GOVERNMENT TAKES ACTION: These banks shut down their foreclosures in the face of aggressive and appropriate government inquiry. House Speaker Nancy Pelosi (D-CA), joined by many Democratic and Republican members of Congress, are calling for not only an investigation into the banks’ practices but also a wider moratorium on foreclosures. A bipartisan group of attorneys general is also demanding answers — for example, Texas Attorney General Greg Abbott, a Republican, is asking 30 lenders to stop foreclosures until they can prove it’s being done legally. Even Congressional Republicans like Alabama Sen. Richard Shelby are demanding investigations. Obama’s veto of the notary public bill was almost surely motivated by concerns that too many people were already losing their homes under paperwork that was proceeding too quickly. The legislation has been languishing in the Senate for months and was likely not designed to help banks speed along foreclosures, but on September 27 it quickly and mysteriously was passed by unanimous consent. Salon notes that perhaps “mortgage lenders pressured their allies in the Senate to pass the notarization bill in the hope that it might provide some ex post facto protection for them from the avalanche of law suits that is about to pound the mortgage industry.” Obama’s veto seemed to consider the danger that speeding along paperwork used in mortgages would be harmful, and the President repeatedly cited the need for “consumer protections” in explaining his move.

MOVING FORWARD: These wrongful “paperwork foreclosures” are unfortunately not surprising, given the enormous scale of the larger foreclosure crisis our country is facing. While the banks must vastly improve the methods by which they foreclose on homes, other banks — notably Wells Fargo — should join in the moratorium. But there are larger issues that also need to be resolved.
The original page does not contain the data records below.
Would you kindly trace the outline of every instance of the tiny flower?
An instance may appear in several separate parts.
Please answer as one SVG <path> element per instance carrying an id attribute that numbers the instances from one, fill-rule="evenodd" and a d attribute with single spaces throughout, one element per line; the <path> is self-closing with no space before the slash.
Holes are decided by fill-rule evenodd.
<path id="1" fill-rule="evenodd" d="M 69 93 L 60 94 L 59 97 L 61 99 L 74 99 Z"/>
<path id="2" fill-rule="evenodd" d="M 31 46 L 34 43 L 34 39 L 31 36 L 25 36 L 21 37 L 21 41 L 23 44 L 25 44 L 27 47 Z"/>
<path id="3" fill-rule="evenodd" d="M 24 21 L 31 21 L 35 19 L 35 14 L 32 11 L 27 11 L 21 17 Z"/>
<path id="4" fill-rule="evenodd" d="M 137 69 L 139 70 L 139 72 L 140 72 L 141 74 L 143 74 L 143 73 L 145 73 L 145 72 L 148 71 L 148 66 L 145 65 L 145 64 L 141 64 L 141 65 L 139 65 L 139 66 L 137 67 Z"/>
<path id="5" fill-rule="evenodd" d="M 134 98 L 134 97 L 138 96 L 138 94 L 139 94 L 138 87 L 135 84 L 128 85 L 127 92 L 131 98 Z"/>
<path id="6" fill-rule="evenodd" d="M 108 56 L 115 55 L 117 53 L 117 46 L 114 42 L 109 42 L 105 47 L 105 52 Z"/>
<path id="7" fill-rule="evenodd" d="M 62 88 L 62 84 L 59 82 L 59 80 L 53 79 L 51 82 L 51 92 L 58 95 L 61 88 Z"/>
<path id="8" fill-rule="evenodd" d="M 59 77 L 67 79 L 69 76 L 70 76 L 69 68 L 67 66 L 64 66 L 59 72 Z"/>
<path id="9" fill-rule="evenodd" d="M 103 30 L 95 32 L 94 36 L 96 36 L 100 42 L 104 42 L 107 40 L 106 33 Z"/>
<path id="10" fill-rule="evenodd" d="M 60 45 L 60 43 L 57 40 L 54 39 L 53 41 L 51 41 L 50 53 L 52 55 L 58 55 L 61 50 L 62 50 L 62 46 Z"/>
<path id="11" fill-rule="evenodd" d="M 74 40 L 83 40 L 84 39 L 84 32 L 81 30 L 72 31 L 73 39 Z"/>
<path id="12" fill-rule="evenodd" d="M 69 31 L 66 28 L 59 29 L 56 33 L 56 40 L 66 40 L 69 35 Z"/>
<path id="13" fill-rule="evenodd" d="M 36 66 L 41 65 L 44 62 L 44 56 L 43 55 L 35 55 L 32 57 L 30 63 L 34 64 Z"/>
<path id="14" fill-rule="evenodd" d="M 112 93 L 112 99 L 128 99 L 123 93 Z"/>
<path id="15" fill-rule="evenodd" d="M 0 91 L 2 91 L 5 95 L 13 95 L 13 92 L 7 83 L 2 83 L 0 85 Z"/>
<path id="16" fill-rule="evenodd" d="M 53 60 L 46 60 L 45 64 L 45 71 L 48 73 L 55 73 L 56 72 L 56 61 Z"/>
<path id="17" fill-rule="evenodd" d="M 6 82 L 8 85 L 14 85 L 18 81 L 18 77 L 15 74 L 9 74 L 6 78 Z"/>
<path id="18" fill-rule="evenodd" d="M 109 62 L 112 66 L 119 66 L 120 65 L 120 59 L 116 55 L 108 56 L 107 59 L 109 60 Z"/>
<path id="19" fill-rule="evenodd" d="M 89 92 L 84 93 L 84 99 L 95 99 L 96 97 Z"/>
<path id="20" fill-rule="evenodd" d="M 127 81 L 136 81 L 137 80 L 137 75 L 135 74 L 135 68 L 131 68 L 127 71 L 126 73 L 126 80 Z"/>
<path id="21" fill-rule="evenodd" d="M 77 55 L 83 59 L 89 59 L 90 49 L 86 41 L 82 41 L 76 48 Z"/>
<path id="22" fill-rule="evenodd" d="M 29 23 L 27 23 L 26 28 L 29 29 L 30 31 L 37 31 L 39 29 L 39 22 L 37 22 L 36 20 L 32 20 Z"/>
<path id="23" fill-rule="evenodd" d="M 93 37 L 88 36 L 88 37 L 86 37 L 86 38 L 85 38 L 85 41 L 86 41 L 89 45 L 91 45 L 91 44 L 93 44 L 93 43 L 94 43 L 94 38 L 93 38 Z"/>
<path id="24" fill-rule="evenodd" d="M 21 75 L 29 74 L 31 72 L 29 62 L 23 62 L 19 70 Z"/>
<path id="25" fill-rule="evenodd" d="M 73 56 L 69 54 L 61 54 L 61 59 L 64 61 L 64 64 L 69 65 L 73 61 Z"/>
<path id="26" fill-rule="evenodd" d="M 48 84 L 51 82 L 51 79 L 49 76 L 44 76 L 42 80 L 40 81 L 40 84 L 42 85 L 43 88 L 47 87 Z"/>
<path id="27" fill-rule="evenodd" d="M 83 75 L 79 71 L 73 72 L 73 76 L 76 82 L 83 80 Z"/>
As the Wonk Room’s Pat Garofalo notes in his column for the Center for American Progress today, there are serious flaws with the Obama administration’s signature foreclosure prevention effort, the Home Affordable Modification Program (HAMP). For one, as Garofalo and  former CAP Associate Director for Housing and Economics Andrew Jakabovics first revealed, some institutions like Bank of Americas siphoned borrowers off HAMP and into its own private modification program. CAP proposes taking the modification programs out of the hands of abusive banks: by allowing housing counselors and other public entities to approve mortgage modifications directly, and if the borrower’s servicer doesn’t challenge the modification in 90 days, it automatically becomes permanent. Mortgage mediation programs — in which a bank must meet with a borrower, in the presence of a judge and housing counselors, before finalizing a foreclosure — should also be expanded in cities and states that already have them, or begun in locations where they don’t currently exist. CAP also proposes modifying the rules for Real Estate Mortgage Investment Conduits, or REMICs, those investment vehicles used to pool and securitize mortgages, in order to accelerate mortgage modifications.